College athletes wonder what fall sports will look like

Siena volleyball player Nicole Deobler said she’d love to go back and play this fall. Deobler, a 6-foot outside hitter who led the team in kills two years ago, wants to enjoy her senior season.

But Deobler, from the Los Angeles area, also wants to know what being a college athlete is going to look like during the coronavirus pandemic, and that precautions are being taken to protect her and her teammates from the virus.

“I think it goes without saying that health is everyone’s first priority,” she said. “Once we hear more, it’ll be easier to kind of feel more comforted about what they’re trying to do. But definitely it’s always a concern health-wise and we’ll see what they come up with and go from there.”

It could take many forms. Athletes having their temperatures checked every day. Testing for COVID-19 with athletes who test positive being isolated.
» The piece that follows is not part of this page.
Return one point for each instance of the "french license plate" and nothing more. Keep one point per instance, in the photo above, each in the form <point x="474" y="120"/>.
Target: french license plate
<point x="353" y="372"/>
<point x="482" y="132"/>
Locker rooms and training rooms being sanitized regularly.

All are suggested by the NCAA’s “Core Principles of Resocialization of Collegiate Sport” document released earlier this month as a guideline to returning to competition.

A Times Union special report about how the Capital Region will look as the coronavirus quarantine begins to lift. Full coronavirus coverage here.

Local colleges, with guidance from the NCAA and government authorities, are putting together plans and can’t guarantee the fall sports season will start on time in mid-to-late August.

“We’re planning on everything from a traditional start date to later in the fall to how far in the fall can you go to have a meaningful and competitive regular season,’’ UAlbany athletic director Mark Benson said. “What does that look like for your conference championship? … It’s too early to tell, but we’re trying to prepare for everything.”

Benson wasn’t giving up on having fans at sporting events this fall, including football games, even if it means they have to wear masks.

College of Saint Rose athletic director Lori Anctil was more dubious about her Division II institution allowing fans.

“I don’t see any institution in the area having fans, but some of it might be determined by the government,’’ she said. “I feel pretty strongly about, probably, unfortunately, not allowing our fans to attend.”

The prospect of lost ticket sales and sponsors has put some college athletic programs in severe financial difficulty during the pandemic. Schools such as Akron and East Carolina have cut sports. However, they also play major college football, which takes a major investment.

Siena doesn’t have a football team, and athletic director John D’Argenio said he didn’t think his school will eliminate teams. Siena has about 350 athletes, many of whom pay at least part of their own way.

“We have a good number of sports, but they drive enrollment to the institution,” D’Argenio said. “If we were to cut a sport, it doesn’t really make a whole lot of sense because you might save a little money on the surface, but then you’re going to lose some of the tuition and room and board revenue.”

D’Argenio added it’s too early to tell how much the pandemic will hurt his department financially without knowing how it will impact ticket sales and sponsorships for men’s basketball, which generates by far the most revenue.

Benson, whose program plays at the Football Championship Subdivision level, also said he doesn’t expect to cut teams. Using a three-year plan, Benson said he’s asking his coaches to look into less severe measures, such as playing fewer contests, reducing travel and cutting out overnight stays for road games.